AWS Region Selection - AWS SDK for Java 1.x

The AWS SDK for Java 1.x has entered maintenance mode as of July 31, 2024, and will reach end-of-support on December 31, 2025. We recommend that you migrate to the AWS SDK for Java 2.x to continue receiving new features, availability improvements, and security updates.

AWS Region Selection

Regions enable you to access AWS services that physically reside in a specific geographic area. This can be useful both for redundancy and to keep your data and applications running close to where you and your users will access them.

Checking for Service Availability in a Region

To see if a particular AWS service is available in a region, use the isServiceSupported method on the region that you’d like to use.

Region.getRegion(Regions.US_WEST_2) .isServiceSupported(AmazonDynamoDB.ENDPOINT_PREFIX);

See the Regions class documentation for the regions you can specify, and use the endpoint prefix of the service to query. Each service’s endpoint prefix is defined in the service interface. For example, the DynamoDB endpoint prefix is defined in AmazonDynamoDB.

Choosing a Region

Beginning with version 1.4 of the AWS SDK for Java, you can specify a region name and the SDK will automatically choose an appropriate endpoint for you. To choose the endpoint yourself, see Choosing a Specific Endpoint.

To explicitly set a region, we recommend that you use the Regions enum. This is an enumeration of all publicly available regions. To create a client with a region from the enum, use the following code.

AmazonEC2 ec2 = AmazonEC2ClientBuilder.standard() .withRegion(Regions.US_WEST_2) .build();

If the region you are attempting to use isn’t in the Regions enum, you can set the region using a string that represents the name of the region.

AmazonEC2 ec2 = AmazonEC2ClientBuilder.standard() .withRegion("{region_api_default}") .build();
Note

After you build a client with the builder, it’s immutable and the region cannot be changed. If you are working with multiple AWS Regions for the same service, you should create multiple clients—​one per region.

Choosing a Specific Endpoint

Each AWS client can be configured to use a specific endpoint within a region by calling the withEndpointConfiguration method when creating the client.

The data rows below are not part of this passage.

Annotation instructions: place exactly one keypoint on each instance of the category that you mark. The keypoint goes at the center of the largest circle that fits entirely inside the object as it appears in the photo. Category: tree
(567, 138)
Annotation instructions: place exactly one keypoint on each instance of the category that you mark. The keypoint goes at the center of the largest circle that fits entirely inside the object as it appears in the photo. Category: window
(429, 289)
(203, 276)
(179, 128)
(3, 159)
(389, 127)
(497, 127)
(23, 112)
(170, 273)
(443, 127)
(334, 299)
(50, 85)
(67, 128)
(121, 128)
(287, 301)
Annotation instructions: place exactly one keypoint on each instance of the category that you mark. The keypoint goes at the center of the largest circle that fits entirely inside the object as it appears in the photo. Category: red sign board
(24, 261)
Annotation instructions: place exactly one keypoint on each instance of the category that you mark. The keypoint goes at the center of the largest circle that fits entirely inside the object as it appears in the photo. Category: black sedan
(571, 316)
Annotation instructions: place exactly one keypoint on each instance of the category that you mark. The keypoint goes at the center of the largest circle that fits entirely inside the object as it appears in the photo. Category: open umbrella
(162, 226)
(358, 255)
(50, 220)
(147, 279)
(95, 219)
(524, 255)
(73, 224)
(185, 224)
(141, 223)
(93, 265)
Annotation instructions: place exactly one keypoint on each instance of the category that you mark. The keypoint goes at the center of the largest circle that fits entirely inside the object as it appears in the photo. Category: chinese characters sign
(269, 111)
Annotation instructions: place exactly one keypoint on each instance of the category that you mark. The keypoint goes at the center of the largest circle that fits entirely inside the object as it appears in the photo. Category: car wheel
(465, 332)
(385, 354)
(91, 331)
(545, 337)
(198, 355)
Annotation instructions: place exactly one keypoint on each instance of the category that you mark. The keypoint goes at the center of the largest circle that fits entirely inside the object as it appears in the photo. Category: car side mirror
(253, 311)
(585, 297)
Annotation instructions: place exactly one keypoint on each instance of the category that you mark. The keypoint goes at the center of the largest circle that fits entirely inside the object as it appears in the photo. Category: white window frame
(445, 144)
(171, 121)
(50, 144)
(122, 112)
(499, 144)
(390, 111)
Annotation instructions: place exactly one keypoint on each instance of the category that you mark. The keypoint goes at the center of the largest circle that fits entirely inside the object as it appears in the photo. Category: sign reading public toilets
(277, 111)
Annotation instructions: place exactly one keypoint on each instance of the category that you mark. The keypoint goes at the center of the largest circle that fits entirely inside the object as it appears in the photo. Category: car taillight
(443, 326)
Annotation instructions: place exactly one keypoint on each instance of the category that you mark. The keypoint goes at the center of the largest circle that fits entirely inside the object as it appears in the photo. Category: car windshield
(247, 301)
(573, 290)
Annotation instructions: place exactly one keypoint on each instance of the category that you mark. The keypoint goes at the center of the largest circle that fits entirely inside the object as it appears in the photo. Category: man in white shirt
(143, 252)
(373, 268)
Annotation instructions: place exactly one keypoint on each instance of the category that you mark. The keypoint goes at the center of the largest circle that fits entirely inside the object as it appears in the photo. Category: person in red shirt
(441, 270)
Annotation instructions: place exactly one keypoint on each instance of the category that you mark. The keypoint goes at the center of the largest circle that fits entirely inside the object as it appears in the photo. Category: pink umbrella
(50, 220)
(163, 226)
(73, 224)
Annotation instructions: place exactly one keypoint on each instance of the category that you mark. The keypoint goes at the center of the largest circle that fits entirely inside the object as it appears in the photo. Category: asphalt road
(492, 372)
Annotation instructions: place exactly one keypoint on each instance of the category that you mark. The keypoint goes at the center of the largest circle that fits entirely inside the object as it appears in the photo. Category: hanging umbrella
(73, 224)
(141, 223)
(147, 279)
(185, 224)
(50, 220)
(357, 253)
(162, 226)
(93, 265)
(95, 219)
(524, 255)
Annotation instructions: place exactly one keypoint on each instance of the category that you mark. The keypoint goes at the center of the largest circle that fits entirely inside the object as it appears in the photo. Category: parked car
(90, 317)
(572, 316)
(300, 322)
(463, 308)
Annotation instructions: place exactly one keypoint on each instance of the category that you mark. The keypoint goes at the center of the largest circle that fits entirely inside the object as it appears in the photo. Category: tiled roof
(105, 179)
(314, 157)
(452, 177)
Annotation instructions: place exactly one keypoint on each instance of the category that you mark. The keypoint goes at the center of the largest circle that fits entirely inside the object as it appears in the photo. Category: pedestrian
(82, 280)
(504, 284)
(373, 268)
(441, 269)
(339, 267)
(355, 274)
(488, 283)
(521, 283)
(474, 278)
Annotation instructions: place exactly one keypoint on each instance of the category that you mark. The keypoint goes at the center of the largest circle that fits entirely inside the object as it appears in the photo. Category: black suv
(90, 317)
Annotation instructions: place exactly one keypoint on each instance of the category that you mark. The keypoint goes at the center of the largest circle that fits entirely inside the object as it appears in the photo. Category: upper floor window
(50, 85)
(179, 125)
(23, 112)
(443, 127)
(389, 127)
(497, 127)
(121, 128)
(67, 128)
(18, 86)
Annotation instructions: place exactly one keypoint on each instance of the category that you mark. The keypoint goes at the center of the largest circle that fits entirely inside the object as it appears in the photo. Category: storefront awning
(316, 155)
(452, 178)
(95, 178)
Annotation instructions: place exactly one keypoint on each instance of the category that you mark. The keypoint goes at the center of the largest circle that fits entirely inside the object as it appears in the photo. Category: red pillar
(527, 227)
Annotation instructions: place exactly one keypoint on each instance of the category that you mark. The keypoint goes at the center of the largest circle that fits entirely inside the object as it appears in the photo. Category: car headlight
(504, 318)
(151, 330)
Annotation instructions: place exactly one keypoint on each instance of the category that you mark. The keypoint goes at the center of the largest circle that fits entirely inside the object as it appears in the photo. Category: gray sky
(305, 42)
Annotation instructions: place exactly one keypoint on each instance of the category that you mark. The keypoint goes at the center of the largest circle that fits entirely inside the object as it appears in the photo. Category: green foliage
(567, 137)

For example, to configure the Amazon S3 client to use the Europe (Ireland) Region, use the following code.

AmazonS3 s3 = AmazonS3ClientBuilder.standard() .withEndpointConfiguration(new EndpointConfiguration( "https://s3.eu-west-1.amazonaws.com", "eu-west-1")) .withCredentials(CREDENTIALS_PROVIDER) .build();

See Regions and Endpoints for the current list of regions and their corresponding endpoints for all AWS services.

Automatically Determine the Region from the Environment

Important

This section applies only when using a client builder to access AWS services. AWS clients created by using the client constructor will not automatically determine region from the environment and will, instead, use the default SDK region (USEast1).

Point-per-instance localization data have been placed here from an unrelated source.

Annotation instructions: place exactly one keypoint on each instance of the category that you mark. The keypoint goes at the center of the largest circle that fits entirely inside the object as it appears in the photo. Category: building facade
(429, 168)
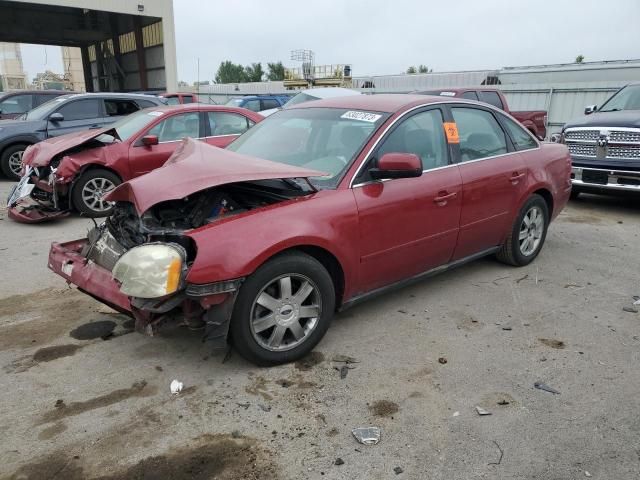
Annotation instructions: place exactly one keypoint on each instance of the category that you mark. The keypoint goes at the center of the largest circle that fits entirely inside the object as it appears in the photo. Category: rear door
(81, 114)
(408, 226)
(221, 128)
(170, 131)
(493, 179)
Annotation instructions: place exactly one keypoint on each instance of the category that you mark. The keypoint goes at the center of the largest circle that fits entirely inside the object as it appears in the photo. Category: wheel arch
(326, 258)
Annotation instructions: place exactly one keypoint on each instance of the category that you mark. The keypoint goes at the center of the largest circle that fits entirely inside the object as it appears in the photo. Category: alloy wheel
(531, 230)
(285, 312)
(93, 191)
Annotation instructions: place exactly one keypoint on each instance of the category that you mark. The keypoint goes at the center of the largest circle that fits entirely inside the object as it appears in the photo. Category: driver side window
(177, 127)
(421, 134)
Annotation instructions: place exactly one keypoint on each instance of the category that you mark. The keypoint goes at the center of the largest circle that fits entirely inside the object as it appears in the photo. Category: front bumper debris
(210, 308)
(66, 260)
(601, 179)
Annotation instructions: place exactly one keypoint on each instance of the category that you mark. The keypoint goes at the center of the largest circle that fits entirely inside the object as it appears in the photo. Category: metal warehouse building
(126, 45)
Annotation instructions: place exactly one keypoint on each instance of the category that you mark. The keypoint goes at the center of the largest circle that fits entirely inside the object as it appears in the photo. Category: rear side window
(118, 108)
(269, 104)
(224, 123)
(146, 103)
(492, 98)
(520, 137)
(81, 109)
(17, 104)
(252, 105)
(480, 134)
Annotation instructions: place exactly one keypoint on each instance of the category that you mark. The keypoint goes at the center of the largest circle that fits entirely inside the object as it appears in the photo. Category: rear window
(492, 98)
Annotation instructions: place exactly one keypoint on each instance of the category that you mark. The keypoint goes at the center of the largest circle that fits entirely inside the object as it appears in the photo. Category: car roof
(389, 103)
(113, 95)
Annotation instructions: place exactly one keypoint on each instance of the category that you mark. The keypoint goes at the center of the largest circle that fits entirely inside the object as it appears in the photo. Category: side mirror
(397, 165)
(149, 140)
(589, 109)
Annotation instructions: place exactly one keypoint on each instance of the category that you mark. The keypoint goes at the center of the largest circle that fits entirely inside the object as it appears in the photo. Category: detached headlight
(150, 271)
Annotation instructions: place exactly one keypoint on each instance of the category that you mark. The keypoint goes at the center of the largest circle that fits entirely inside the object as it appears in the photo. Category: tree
(229, 72)
(275, 71)
(254, 72)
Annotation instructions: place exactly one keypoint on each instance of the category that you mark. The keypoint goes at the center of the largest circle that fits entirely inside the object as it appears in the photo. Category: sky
(380, 37)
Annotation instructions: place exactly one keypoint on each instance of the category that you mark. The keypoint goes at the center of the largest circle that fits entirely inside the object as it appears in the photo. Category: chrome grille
(582, 135)
(624, 136)
(614, 151)
(582, 150)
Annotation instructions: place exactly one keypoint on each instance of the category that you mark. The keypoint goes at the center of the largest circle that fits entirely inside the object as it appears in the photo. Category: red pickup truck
(534, 120)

When running on Amazon EC2 or Lambda, you might want to configure clients to use the same region that your code is running on. This decouples your code from the environment it’s running in and makes it easier to deploy your application to multiple regions for lower latency or redundancy.

You must use client builders to have the SDK automatically detect the region your code is running in.

To use the default credential/region provider chain to determine the region from the environment, use the client builder’s defaultClient method.

AmazonEC2 ec2 = AmazonEC2ClientBuilder.defaultClient();

This is the same as using standard followed by build.

AmazonEC2 ec2 = AmazonEC2ClientBuilder.standard() .build();

If you don’t explicitly set a region using the withRegion methods, the SDK consults the default region provider chain to try and determine the region to use.

Default Region Provider Chain

The following is the region lookup process:

  1. Any explicit region set by using withRegion or setRegion on the builder itself takes precedence over anything else.

  2. The AWS_REGION environment variable is checked. If it’s set, that region is used to configure the client.

    Note

    This environment variable is set by the Lambda container.

  3. The SDK checks the AWS shared configuration file (usually located at ~/.aws/config). If the region property is present, the SDK uses it.

    • The AWS_CONFIG_FILE environment variable can be used to customize the location of the shared config file.

    • The AWS_PROFILE environment variable or the aws.profile system property can be used to customize the profile that is loaded by the SDK.

  4. The SDK attempts to use the Amazon EC2 instance metadata service to determine the region of the currently running Amazon EC2 instance.

  5. If the SDK still hasn’t found a region by this point, client creation fails with an exception.

When developing AWS applications, a common approach is to use the shared configuration file (described in Using the Default Credential Provider Chain) to set the region for local development, and rely on the default region provider chain to determine the region when running on AWS infrastructure. This greatly simplifies client creation and keeps your application portable.